An interesting thing seems to be taking place in the markets these days. The "obvious" trade is the one that's playing out. With all the complex tools and trading strategies/systems out there, the strategy that's ironically winning out is one that a 3rd grader could identify and execute- that of using a ruler to find a trend and just buy, buy, buy. First order, surface-level data is all you need to make some dough in these markets. Just plough your 401(k) into the Growth Fund of the day, and viola, you're up 30% in a few quarters!

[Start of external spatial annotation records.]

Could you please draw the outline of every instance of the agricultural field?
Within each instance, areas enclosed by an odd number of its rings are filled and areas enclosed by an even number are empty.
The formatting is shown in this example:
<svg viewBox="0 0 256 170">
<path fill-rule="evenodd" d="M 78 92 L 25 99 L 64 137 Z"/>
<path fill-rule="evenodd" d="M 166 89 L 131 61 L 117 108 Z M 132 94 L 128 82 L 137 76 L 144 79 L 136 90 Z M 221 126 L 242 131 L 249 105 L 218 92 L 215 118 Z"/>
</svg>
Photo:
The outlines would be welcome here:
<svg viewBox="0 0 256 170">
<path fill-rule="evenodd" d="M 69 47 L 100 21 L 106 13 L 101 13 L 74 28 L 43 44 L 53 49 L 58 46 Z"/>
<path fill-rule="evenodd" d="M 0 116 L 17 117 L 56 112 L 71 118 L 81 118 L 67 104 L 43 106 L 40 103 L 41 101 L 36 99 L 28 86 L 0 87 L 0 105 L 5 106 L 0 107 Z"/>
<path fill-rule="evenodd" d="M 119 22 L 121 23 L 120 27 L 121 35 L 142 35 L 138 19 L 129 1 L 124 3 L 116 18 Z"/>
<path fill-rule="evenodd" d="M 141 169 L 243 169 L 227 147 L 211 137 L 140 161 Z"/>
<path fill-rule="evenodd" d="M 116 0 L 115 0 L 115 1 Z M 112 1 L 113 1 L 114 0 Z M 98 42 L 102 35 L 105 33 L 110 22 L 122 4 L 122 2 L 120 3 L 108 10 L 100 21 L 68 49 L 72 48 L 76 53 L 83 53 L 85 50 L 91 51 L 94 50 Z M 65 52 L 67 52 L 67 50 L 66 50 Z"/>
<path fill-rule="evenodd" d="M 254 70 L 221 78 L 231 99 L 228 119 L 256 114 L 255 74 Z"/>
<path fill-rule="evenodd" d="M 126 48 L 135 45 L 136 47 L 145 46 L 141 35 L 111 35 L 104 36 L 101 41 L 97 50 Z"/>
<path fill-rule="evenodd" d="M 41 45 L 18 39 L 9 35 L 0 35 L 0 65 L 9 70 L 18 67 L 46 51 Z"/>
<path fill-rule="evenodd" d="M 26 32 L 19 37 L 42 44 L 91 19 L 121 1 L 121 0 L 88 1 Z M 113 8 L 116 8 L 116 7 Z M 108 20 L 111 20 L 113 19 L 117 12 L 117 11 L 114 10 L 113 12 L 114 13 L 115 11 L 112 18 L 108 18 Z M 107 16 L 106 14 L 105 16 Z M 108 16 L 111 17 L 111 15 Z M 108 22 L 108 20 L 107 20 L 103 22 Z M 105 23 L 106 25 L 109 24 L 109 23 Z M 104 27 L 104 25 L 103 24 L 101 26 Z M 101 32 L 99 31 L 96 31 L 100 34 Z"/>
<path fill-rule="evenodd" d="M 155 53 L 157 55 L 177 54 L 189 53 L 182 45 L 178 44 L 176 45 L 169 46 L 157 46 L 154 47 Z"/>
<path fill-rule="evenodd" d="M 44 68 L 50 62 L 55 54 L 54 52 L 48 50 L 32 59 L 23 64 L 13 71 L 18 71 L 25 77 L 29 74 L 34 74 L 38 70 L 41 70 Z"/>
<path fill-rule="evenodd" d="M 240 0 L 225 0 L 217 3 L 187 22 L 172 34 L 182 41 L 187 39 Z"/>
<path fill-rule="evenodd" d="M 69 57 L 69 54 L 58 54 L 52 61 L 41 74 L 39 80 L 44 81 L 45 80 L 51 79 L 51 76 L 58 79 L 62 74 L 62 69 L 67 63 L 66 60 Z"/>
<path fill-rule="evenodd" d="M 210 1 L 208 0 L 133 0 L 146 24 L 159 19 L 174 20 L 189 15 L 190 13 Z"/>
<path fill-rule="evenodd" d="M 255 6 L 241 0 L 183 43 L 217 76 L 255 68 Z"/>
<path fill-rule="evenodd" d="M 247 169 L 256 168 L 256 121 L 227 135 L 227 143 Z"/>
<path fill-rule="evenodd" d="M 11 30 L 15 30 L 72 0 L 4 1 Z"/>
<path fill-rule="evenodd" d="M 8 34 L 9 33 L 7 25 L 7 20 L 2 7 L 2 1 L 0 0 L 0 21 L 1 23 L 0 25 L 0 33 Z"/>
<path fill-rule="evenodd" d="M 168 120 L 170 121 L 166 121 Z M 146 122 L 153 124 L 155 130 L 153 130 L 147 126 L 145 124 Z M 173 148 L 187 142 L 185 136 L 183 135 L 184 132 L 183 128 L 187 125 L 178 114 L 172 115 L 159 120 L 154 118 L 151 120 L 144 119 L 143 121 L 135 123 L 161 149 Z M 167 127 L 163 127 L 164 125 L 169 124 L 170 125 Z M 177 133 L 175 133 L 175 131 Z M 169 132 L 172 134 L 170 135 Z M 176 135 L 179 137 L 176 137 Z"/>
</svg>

With the Nasdaq and individual stocks on a tear, why in the world would hedge funds and other traders have issues making money these days? Ok so those of us who have been keen observers of the the markets know that it's not that simple, in spite of what the expectations of benchmark comparison-hungry money allocators may lead you to believe. Hedging, resistance zones, tail geopolitical risk, and general disbelief of those who have been at this for a while are making "sophisticated" investors look pretty dumb. Shame on you for buying portfolio protection or staying out of a multi-day run at the top of a decade+ bull market in the middle of a presidential impeachment with no clear trade deal on the horizon and North Korea threatening inter-ballistic missiles that might reach the U.S.!! Sorry for the run-on sentence; there are just too many things to speak of that make this run implausible.
But then something interesting happens when you take a step back from the clutter of information that could influence the markets. You start to see the obvious. The obviously trending markets. The obvious low volatility. The obvious "wall of worry" playing out. The obvious squeezes taking place in stocks like TSLA and AMZN (today).
This leads me to the following question: are we humans wired to hunt for answers, to search beyond the surface, to...peel a fruit before eating it? Is that why the most obvious things in the news regarding issues and politicians just don't register in peoples' minds? It's almost as if we need added complexity or a conspiracy behind the most obvious things to make sense of it. After all, prey didn't just show up at the doorstep of our ancestors' caves; they had to go out and use their brains and bodies to find and kill them.
This is yet another reason why trading requires a re-wiring of ones perspectives and thinking; sometimes "dumbing" yourself down to accept the obvious can be the best thing you do in times like this, where the most obvious things are right in front of us, but we're too caught up in having to go fishing with complicated lures than to make money by just shooting the proverbial "fish in a barrel".